Answer: Option A:
To calculate the total amount Owen will spend on Option A, we need to calculate the monthly payment and then multiply it by the number of months:
First, we need to calculate the total amount of the loan. Owen is making a down payment of $3200, so he will be borrowing $28,820 (the price of the car minus the down payment).
Next, we can use the formula for calculating the monthly payment for a loan:
P = (r * A) / (1 - (1 + r)^(-n))
where P is the monthly payment, r is the monthly interest rate, A is the total amount of the loan, and n is the number of months.

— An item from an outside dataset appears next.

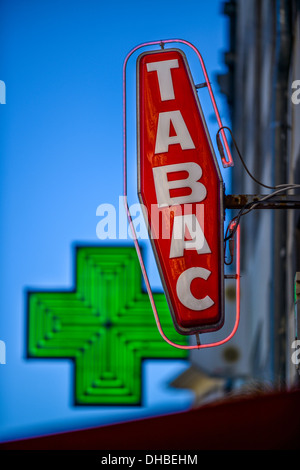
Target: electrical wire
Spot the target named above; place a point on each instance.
(233, 224)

For Option A, the monthly interest rate is 1.3% / 12 = 0.01083, the total amount of the loan is $28,820, and the number of months is 36. Plugging these values into the formula, we get:
P = (0.01083 * 28,820) / (1 - (1 + 0.01083)^(-36)) = $860.45
Therefore, the total amount Owen will spend on Option A is:
36 * $860.45 = $30,975.98
Option B:
For Option B, we need to take into account the $1500 cash back that Owen will receive as part of the down payment. This means that the total amount of the loan will be $32,020 - $3200 - $1500 = $27,320.
To calculate the monthly payment, we can use the same formula as before:
P = (r * A) / (1 - (1 + r)^(-n))
For Option B, the monthly interest rate is 5.2% / 12 = 0.04333, the total amount of the loan is $27,320, and the number of months is 36. Plugging these values into the formula, we get:
P = (0.04333 * 27,320) / (1 - (1 + 0.04333)^(-36)) = $825.53
Therefore, the total amount Owen will spend on Option B is:
36 * $825.53 + $1500 = $30,316.08
Therefore, Option A will cost Owen a total of $30,975.98, and Option B will cost him a total of $30,316.08. Therefore, Option B is the cheaper option for Owen.